Microsoft Pivot
- Developer(s): Microsoft
- Initial release: November 18, 2009; 15 years ago
- Type: Large-scale data interaction
- Website: microsoft.com/silverlight/pivotviewer/

= Microsoft Live Labs Pivot =

Data exploration tool by Microsoft

Pivot is a software application from Microsoft Live Labs that allows users to interact with and search large amounts of data. It is based on Microsoft's Seadragon. It has been described as allowing users to view the web as a web rather than as isolated pages.

After Live Labs were shut down the stand-alone Pivot application is being hosted by Microsoft Research. The Silverlight control is still available, though.

==Functionality==

Microsoft Pivot was Microsoft Live Labs most ambitious project. It is a program based on the Seadragon technology. More specifically, it is “a data visualization technology called Pivot, designed to help people make better use of digital information”. Pivot is a data mining system that “allows people to visualize data and then sort, organize and categorize it dynamically”, which results in correlations and trends that become immediately apparent in a visually interactive format.

==Capabilities==

Pivot is a program designed to contextualize information in a much more natural way for humans to digest large quantities of information without losing their way. Most specifically it combines related data — “anything from pictures, videos and maps to batting averages and financials — into large collections that can then be manipulated, sorted, filtered and examined visually”. In this way, the data itself can help shape and inform the way it is presented. Thus, instead of having to struggle to understand data and then apply it to a problem, Pivot works in unison with a person to come to an optimal solution.

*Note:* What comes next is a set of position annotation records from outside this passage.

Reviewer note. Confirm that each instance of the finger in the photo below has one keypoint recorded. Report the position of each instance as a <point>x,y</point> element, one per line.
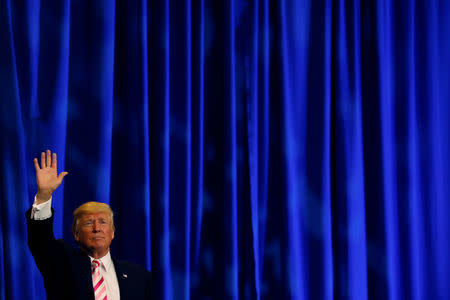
<point>54,161</point>
<point>49,159</point>
<point>36,164</point>
<point>42,160</point>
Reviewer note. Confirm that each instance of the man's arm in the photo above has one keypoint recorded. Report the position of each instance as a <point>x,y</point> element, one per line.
<point>41,240</point>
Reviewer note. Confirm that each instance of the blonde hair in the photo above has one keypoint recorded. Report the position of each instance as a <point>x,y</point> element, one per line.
<point>91,207</point>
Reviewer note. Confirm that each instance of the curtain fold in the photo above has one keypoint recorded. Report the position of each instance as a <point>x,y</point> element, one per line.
<point>250,149</point>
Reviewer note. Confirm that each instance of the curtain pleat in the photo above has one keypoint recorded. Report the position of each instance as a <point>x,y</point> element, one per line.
<point>249,149</point>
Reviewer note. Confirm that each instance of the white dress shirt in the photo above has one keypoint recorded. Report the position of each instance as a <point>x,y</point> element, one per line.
<point>43,211</point>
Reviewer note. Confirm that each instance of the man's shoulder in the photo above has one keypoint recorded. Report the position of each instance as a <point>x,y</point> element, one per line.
<point>124,265</point>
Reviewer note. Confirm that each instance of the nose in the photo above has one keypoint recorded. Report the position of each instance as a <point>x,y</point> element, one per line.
<point>95,227</point>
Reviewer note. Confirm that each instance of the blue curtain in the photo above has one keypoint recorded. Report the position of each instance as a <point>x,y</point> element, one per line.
<point>251,149</point>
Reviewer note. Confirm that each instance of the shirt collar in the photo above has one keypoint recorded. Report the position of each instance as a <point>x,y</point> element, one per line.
<point>106,261</point>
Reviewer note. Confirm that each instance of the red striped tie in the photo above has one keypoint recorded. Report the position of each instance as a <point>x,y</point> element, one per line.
<point>97,281</point>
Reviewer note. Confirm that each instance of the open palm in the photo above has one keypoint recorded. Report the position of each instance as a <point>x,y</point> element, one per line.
<point>47,177</point>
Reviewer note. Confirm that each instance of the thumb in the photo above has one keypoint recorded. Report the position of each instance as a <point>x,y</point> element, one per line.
<point>61,176</point>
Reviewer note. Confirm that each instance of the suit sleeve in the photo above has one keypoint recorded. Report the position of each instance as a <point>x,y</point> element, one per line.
<point>42,244</point>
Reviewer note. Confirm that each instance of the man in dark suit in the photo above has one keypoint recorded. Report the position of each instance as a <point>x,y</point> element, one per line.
<point>86,273</point>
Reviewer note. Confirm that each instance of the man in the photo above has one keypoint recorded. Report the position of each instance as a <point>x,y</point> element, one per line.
<point>86,273</point>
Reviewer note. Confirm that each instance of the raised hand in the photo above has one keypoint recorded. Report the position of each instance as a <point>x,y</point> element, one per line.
<point>46,176</point>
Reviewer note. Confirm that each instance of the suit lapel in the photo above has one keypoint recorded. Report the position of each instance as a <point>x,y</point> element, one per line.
<point>85,276</point>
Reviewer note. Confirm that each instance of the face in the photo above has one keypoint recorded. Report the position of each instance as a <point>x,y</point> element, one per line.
<point>95,234</point>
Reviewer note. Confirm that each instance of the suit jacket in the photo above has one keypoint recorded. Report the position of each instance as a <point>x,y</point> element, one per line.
<point>67,271</point>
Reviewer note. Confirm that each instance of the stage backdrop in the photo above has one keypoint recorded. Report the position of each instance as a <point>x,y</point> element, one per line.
<point>259,149</point>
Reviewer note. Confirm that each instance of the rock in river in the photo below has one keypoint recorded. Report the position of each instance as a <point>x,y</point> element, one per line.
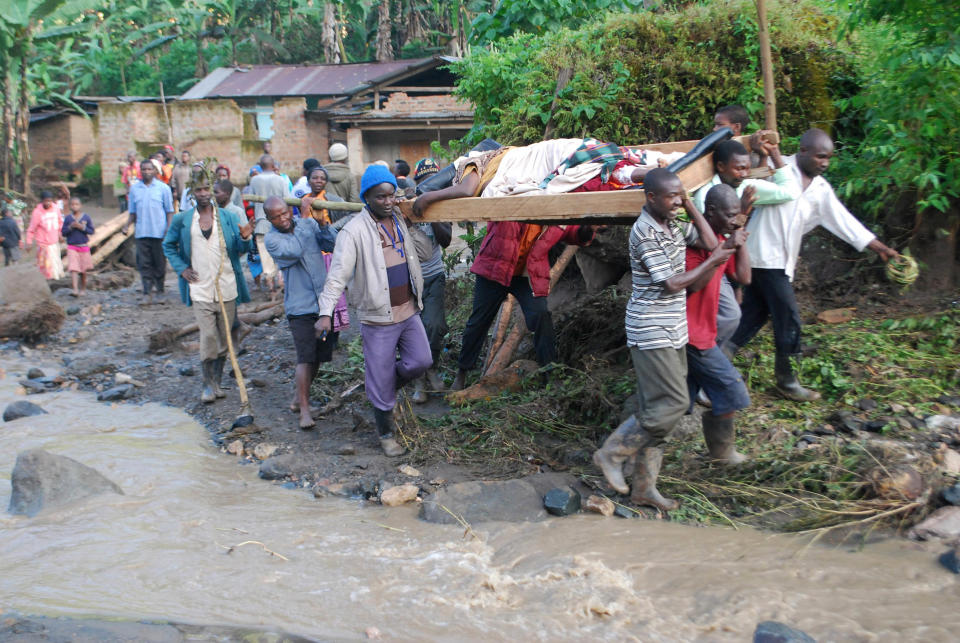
<point>43,480</point>
<point>774,632</point>
<point>396,496</point>
<point>950,560</point>
<point>600,505</point>
<point>19,409</point>
<point>562,501</point>
<point>473,502</point>
<point>121,392</point>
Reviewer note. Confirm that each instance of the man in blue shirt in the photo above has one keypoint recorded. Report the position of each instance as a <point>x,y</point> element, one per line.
<point>296,247</point>
<point>151,210</point>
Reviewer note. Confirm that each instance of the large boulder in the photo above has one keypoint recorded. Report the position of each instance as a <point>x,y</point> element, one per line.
<point>42,480</point>
<point>475,502</point>
<point>19,409</point>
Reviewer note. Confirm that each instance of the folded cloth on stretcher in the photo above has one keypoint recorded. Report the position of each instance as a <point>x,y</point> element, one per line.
<point>558,166</point>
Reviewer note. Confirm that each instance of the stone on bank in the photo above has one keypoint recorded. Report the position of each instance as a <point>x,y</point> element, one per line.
<point>43,480</point>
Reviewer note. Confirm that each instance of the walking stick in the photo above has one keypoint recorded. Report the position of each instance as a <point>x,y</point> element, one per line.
<point>246,412</point>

Currently information seekers are stuck in the old way of viewing information, limited by browsers to view information only in the context of “next” and “previous”. Pivot allows users to aggregate this information and view it to see if there are any recognizable patterns in the information. The value of such tool is that you can begin exploring with an idea and Pivot works with users to discover information that might have otherwise not been seen.
This is important because it has been found that “if you make it a sudden transition, people lose their way…but if you make it very smooth and continuous, people have a mental model of how they got to where they are.”

Another interesting aspect about Pivot is that it works with any type of data. In fact, the Pivot Collections range from Wikipedia entries to the 2009 International Union for Conservation of Nature Endangered List. This gives Pivot immense value because its capabilities are transferable to any industry.

==How Pivot Works==
At the heart of the Pivot program are the Collections that combine large groups of similar information “so we can begin viewing the Web as a "web" rather than a series of isolated pages”.

New collections can be created with no programming and are composed of a collection of data. These data collections are composed of two components, the XML (the descriptive component of the collection), and the images (the visual representation of the data).

Pivot is able to filter through images and information seamlessly because the images are described in Deep Zoom format, a component of the Seadragon Technology.